Hoesy Corona, Nura Dhar and Roger Mokbel exhibit new work highlighting climate migration, human interventions in the natural environment, and the relationship between tradition and labor
May 15 – August 11, 2023
WASHINGTON, June 20, 2023 /PRNewswire/ -- The Qatar America Institute for Culture (QAIC) is pleased to present an exhibition featuring the winners of its 2022 IMPART Artist Grant. The exhibition features new work by interdisciplinary Hoesy Corona, designer Nura Dhar and photographer Roger Mokbel, the three selected winners of the annual grant program.
Connecting creatives and artist empowerment are central tenets of QAIC's philosophy. The IMPART Artist Grant program provides a cash prize and exhibition opportunity to emerging and mid-career artists to support the creation of a new body of work. Now in its third year, each cycle of the grant invites artists to respond to a prompt related to an annual theme. In 2022, QAIC's programs and exhibitions explored the relationship between sustainability and the arts.
These artists, who each won this grant, responded to the open call last fall and were selected by a jury of former QAIC partners and exhibiting artists. Through different mediums, including drawing, photography and mixed-media installation, the artists address issues such as climate migration, human interventions in the natural environment and the relationship between tradition and labor. Their work reflects the places each artist has a connection, Kashmir, Lebanon and Mexico, while speaking to broader, global challenges. Corona, Dhar and Mokbel illustrate the diverse ways artists shed light on and document such challenges through their work.
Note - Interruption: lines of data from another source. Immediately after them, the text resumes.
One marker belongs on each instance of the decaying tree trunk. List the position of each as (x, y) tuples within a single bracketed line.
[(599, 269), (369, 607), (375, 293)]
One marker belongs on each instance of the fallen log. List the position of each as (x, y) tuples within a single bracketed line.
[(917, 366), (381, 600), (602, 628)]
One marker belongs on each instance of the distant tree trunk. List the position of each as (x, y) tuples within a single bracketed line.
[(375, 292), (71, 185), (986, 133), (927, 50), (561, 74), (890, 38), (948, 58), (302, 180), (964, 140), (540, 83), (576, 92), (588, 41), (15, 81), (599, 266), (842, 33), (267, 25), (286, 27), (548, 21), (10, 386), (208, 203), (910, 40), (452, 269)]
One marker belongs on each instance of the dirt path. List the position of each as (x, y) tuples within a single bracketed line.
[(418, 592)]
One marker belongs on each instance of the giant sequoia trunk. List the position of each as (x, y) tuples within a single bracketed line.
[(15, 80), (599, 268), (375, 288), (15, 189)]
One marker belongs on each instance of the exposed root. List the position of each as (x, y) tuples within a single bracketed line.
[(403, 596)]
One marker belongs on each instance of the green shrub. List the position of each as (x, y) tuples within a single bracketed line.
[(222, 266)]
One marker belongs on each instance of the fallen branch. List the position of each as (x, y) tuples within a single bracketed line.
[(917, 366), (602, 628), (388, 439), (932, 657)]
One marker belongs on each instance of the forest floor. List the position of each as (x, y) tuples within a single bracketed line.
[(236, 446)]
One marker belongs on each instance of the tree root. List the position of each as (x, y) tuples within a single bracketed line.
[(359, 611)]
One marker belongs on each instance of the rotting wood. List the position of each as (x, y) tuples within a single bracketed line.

This exhibition is open to the public from 5:00 to 8:00 PM during the Dupont Circle BID's First Friday Artwalk and by appointment. To schedule a visit and view selected works featured in the exhibition, visit qataramerica.org. Related public programs to be announced.
About the Artists
Hoesy Corona
Hoesy Corona (based in the U.S.) is a Queer Latinx artist creating uncategorized and multidisciplinary art spanning installation, performance and sculpture. His latest installation, Terrestrial Caravan (2022) at the Academy Art Museum in Easton, MD is on view through August 2023. He is a 2022-2023 Winston Tabb Special Collections Research Center Public Humanities Fellow at the Johns Hopkins University's Sheridan Libraries. Hoesy has exhibited widely in galleries, museums and public spaces in the United States and internationally, including recent solo exhibitions All Roads Lead to Roam (2023) at Eric Dean Gallery at Wabash College in Crawfordsville, IN; Sunset Moonlight (2021) at The Walters Art Museum in Baltimore, MD; and Alien Nation (2017), at The Hirshhorn Museum and Sculpture Garden presented by Transformer in Washington, DC. Hoesy is a former Taf Fellow 2019-2020 in Tulsa, OK and a Halcyon Arts Lab Fellow 2017-2018 in Washington, DC. He is the recipient of numerous honors and awards including The Nicholson Project artist residency, The Mellon Foundation's MAP Fund Grant and the Andy Warhol Foundation's Grit Fund Grant. His work has been reviewed by The Washington Post, Bmore Art Magazine, and The American Scholar among others. In 2022 he was named the inaugural Restoring Hope, Restoring Trust Artist in Residence 2023 at Wabash College in Crawfordsville, IN. He is a current resident artist at The Creative Alliance in Baltimore, MD.
Nura Dhar
Nura Dhar is a junior in the competitive five-year combined undergraduate dual degree program at Brown University and the Rhode Island School of Design (RISD), where she studies apparel design. Her passion for design is fueled by her experiences in which objects of traditional craftsmanship serve as vehicles which convey culture, politics, social rites and communities.
Roger Mokbel
Originally a biotechnology engineer, Roger Mokbel established himself as a self-taught Lebanese photographer by using his visual works as a plea for social justice. His work explores the intersection between the personal and the collective. Always socially engaged, he is fascinated in studying the multiple layers through which a topic can be approached. In his storytelling projects, he has often used human psychology as a point of entry to address societal and environmental concerns. His first project, Describe the sky to me, was selected by the Arab Documentary Photography Program in 2018 and received the Photography Prize by the Boghossian Foundation in 2019. His second project, 'And then, they just left,' was exhibited at the Festival International des Arts de Bordeaux in 2021 and in Madrid as part of the official selection of PhotoEspaña 2022. He is a member of Collectif 1200, a collective of Lebanese photographers and visual artists.
About QAIC
The Qatar America Institute for Culture (QAIC) is a Washington, D.C.-based independent 501(c)(3) non-profit organization that creates, curates and executes programs and research that amplify the prominence of all forms of art and culture from the United States, Qatar and the larger Arab and Islamic worlds. To learn more about QAIC, please visit qataramerica.org.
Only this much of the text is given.